I have 2 Optionals (or Maybe objects) that I would like to combine so that I get the following results:

                ||       first operand 
    second      ++-------------+-------------
    operand     ||    empty    | optional(x)
    ============||=============|=============
    empty       ||    empty    | optional(x)
    ------------++-------------+-------------
    optional(y) || optional(y) |optional(x+y)

In other words, a non-empty Optional always replaces/overwrites an empty one, and two non-empty Optionals are combined according to some + function.

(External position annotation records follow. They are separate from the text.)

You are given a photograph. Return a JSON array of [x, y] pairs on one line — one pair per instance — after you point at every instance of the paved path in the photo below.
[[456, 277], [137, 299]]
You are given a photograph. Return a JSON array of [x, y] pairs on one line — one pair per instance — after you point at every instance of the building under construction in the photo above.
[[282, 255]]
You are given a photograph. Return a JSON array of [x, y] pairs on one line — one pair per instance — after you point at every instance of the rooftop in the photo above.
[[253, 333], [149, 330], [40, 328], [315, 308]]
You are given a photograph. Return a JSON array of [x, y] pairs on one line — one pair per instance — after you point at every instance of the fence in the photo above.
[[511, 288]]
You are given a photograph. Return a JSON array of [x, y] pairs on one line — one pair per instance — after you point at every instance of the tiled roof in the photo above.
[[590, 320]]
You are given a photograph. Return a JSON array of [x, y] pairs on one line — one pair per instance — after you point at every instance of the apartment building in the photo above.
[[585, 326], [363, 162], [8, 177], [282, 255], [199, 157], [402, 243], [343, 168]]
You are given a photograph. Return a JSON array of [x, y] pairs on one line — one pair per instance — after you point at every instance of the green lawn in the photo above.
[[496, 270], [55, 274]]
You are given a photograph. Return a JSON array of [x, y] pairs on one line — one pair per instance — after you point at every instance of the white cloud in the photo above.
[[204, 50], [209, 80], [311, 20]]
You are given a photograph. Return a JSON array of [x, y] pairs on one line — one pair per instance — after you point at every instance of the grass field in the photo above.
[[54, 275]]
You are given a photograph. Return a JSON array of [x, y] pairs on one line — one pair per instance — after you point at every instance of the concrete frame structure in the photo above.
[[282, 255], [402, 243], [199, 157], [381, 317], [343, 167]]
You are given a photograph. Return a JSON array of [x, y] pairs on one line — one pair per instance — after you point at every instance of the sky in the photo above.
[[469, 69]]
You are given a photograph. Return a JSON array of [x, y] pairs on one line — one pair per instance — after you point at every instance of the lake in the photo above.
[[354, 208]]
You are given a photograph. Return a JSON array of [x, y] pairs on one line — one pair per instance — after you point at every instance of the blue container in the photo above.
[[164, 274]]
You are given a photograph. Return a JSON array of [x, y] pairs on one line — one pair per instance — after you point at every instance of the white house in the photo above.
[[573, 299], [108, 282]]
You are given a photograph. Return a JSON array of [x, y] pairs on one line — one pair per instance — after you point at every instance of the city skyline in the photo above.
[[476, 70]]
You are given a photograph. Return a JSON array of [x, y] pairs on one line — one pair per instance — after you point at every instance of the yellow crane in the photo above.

Initially, I assumed that the standard monadic flatMap method would do the trick, but (at least in Java) Optional.flatMap always returns an empty optional when the original Optional was already empty (and I'm not sure if any other implementation would comply with the Monad Laws).

Then, as both operands are wrapped in the same monadic type, I figured that this might be a good job for an Applicative Functor. I tried a couple different functional libraries, but I couldn't implement the desired behavior with any of the zip/ap methods that I tried.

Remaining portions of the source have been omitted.